Raphaela Edelbauer: Das flüssige Land

Raphaela Edelbauer macht weiter, wo Rosendorfer, Doderer und Herzmanovsky-Orlando aufgehört haben. Magischer Realismus vom Feinsten. Ein wirklich starkes Buch.

Die Handlung: Die Wiener Physikerin Ruth Schwarz ist schockiert vom Unfalltod ihrer Eltern. Laut Testament möchten die beiden in Groß-Einland, dem Ort ihrer Kindheit, beerdigt werden. Aber wo ist dieses Groß-Einland, von dem Ruth bislang nichts ahnte? Es ist in keiner Karte verzeichnet. Wie benebelt macht sich Ruth auf den Weg und findet schließlich hinter einem großen Wald den grotesk idyllischen Ort.

Die Idylle hat Risse, das wird auf surreale Weise augenfällig. Denn unter dem Ort befindet sich ein riesiger Hohlraum in der Erde - ein ehemaliges Bergwerk - , der nicht nur an verschiedenen Stellen den Untergrund einbrechen lässt und für Risse in den Bauwerken sorgt, sondern auch die gesamte Statik aus den Fugen bringt. Der ganze Raum - und mit ihm die Zeit - scheint flüssig.

"Der Mensch ist ja mit der Heimat verheiratet, mit dem Untergrund, aus dem wir alle kommen", sagt einer beim Skatspielen.
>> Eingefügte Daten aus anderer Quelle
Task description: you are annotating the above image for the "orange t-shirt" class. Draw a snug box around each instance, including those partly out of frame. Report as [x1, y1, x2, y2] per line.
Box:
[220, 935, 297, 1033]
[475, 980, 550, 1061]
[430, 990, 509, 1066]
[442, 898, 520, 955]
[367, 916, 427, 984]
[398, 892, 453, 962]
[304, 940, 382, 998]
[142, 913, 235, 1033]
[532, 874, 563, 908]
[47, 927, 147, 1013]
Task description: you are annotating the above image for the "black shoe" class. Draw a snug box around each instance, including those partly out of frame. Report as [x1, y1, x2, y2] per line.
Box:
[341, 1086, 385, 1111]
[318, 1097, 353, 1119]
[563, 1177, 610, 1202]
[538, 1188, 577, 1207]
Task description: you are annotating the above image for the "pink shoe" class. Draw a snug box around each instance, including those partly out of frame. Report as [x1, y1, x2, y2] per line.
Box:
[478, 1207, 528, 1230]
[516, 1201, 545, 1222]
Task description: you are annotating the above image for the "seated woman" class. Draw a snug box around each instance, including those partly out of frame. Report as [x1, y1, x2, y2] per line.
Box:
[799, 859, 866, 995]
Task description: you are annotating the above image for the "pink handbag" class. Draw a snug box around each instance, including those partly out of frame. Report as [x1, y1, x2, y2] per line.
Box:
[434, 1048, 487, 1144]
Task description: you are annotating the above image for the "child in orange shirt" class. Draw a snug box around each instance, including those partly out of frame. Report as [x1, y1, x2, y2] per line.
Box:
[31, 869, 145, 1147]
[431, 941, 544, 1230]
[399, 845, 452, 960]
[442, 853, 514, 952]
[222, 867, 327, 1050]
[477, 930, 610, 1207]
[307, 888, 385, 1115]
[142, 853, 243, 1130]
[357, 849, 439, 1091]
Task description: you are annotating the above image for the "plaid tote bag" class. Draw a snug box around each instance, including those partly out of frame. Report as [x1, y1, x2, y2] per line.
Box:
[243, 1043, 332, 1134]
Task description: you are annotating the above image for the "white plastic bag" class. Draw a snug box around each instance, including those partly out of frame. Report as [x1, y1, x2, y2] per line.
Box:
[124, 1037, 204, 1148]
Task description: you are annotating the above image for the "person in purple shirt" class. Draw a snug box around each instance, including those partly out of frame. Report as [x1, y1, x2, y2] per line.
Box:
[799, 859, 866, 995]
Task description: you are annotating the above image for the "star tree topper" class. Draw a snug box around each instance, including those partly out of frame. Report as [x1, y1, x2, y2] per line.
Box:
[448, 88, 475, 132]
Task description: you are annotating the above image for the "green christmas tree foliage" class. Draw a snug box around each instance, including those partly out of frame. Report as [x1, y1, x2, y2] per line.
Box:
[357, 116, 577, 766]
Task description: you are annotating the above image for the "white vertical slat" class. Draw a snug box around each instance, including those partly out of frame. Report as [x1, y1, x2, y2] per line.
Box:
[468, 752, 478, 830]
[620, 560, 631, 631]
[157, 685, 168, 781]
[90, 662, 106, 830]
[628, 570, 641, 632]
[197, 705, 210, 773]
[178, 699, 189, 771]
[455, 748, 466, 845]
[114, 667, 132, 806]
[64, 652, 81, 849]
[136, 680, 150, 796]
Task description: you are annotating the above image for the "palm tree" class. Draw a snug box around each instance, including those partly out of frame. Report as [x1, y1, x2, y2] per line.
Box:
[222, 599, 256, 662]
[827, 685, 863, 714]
"In Wochen, in denen die Einbrüche rasch vor sich gingen, schien die Zeit  zu rasen und man hatte kam Gelegenheit, die vielen Veränderungen im Ortsbild zu bemerken, sodass sich in wenigen Momenten die Verwitterung von Jahren zu ereignen schien. Blieb aber alles konstant, so nahm der Fluss der Dinge fast eine gewisse Zähigkeit an, und die Monate rollten in belangloser Indolenz über mich."

Ruth stemmt sich nicht gegen die surreale Welt, sondern - hier lässt das Ganze an Franz Kafka denken - richtet sich auf eine schlafwandlerische Art über Jahre in ihr ein. Sie tritt eine Stelle bei der dominanten Gräfin an, die fast operettenhaft über den Ort herrscht und seine Bewohner wie Marionetten lenkt.

Die Gräfin sagt: "Da ist die alte Ordnung, wie wir sie hier praktizieren, und dann die neue, die an einem gewissen Stichpunkt einfach über die erste gebreitet wurde, ohne auf die gewachsenen, organischen Strukturen Rücksicht zu nehmen."

Ruth entdeckt aber auch: Das riesige Loch, das die Gräfin erst im Rahmen einer Kunstaktion zum Touristenmagnet machen und dann verfüllen lassen will, weist auf ein großes Verbrechen im Nationalsozialismus hin. Wohin sind 750 Zwangsarbeiter quasi über Nacht verschwunden? Möchte Ruth dieses Rätsel lösen? Alles fließt.

Raphaela Edelbauer spielt gekonnt mit Sprache, Raum, Zeit, Erwartung und Angst.